Der morgendliche Wind wehte durch die Baumkronen und ließ die Äste sanft schaukeln. Am Horizont ging die Sonne seit wenigen Sekunden auf und warf ein rötliches Leuchten auf die Landschaft, was jedes Mal ein spektakuäres Ereignis war. Der Himmel war recht klar, nur hier und da waren dünne Wölkchen die in den Sonnenstrahlen in den verschiedensten Farben zu glühen schienen. Kyari beobachtete fasziniert das Himmelsspektakel, die Vögel, die völlig losgelöst durch die Luft schwebten und ihr dabei ein sehnsuchtsvollen Seufzer nach Freiheit entlockten. So ein schöner Sonnenaufgang war hier selten, meist verdeckten dicke Rauchwolken die Sicht auf die Sonne. Außerdem mussten sie aufpassen, wann sie draußen waren, die Menschen durften sie nicht sehen. Das Volk Nemea war recht klein und musste sich verstecken, damit sie nicht aufflogen. Vor vielen vielen Jahren mussten die Schmetterlingsverbundenen Wesen von ihrer Welt fliehen und hatten sich hier provisorisch niedergelassen. Schnell hatte man festgestellt, dass man von der Erde nicht ohne ein Wunder wegkam und man erbaute sich im damals entlegensten Teil der Erde ein Versteck auf. Doch Jahrhunderte später kamen die Menschen ihnen gefährlich nahe, weswegen sie jedes Mal aufpassen mussten, sobald sie sich außerhalb der Siedlung befanden. Dazu kamen die ständige und nie enden wollenden Ausbrüche des Vulkans in der Nähe, dem "Vulkaan mis kunagi ei maga" oder "Aevastav vulkaan" (der nieschlafende Vulkan) bekannt. Nur selten verjagte ein nächtlicher Sturm die schweren Rauchwolken am HImmel und gab somit den Blick auf die unendliche Weite um die Erde herum preis.

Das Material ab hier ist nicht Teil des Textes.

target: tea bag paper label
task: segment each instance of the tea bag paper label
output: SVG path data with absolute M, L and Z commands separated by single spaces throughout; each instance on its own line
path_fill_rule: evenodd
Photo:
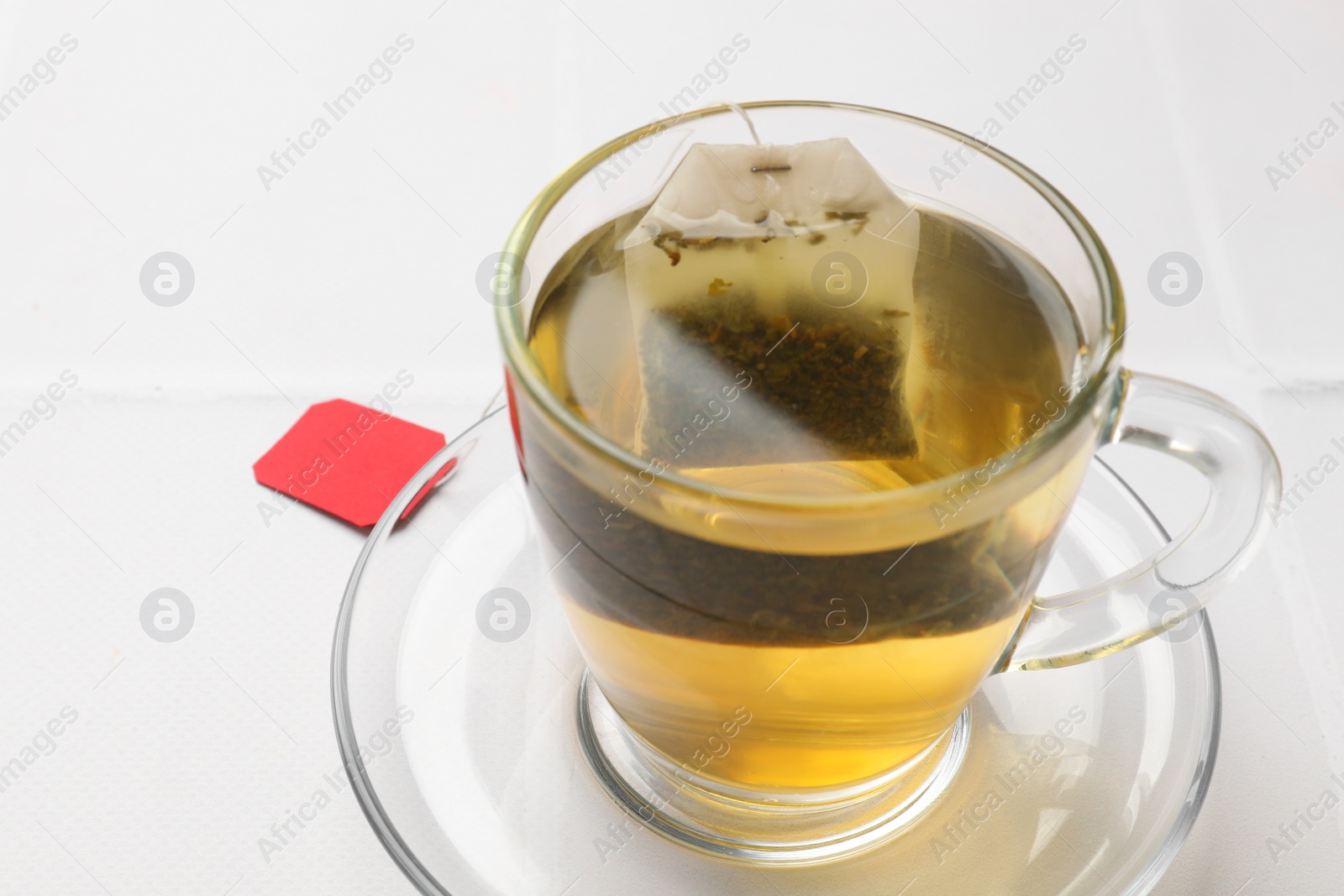
M 262 485 L 353 525 L 374 525 L 445 445 L 442 433 L 343 399 L 309 407 L 253 465 Z M 449 461 L 407 505 L 406 519 L 454 466 Z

In der Ruhe der Morgensonne ließ sie ihre kleinen Schmetterlinge um sich herum fliegen und elegante Formationen bilden. Sie empfand bei dem Anblick eine Friedlichkeit, die sie nur selten genießen konnte, ihr Leben war seit ihrer Gabe ziemlich einseitig: verhasst und alleine. In den Räumen des Verstecks war es ihr nicht gestattet ihre kleinen bunten Freunde bei sich zu haben, sonst wäre das alles ja halb so schlimm. Sie hatte an sich nichts gegen das Alleine sein, aber unter den Umständen gefiel es ihr überhaupt nicht. Zumal sie ja unter Leuten war, ihrem Volk und trotzdem einsam war.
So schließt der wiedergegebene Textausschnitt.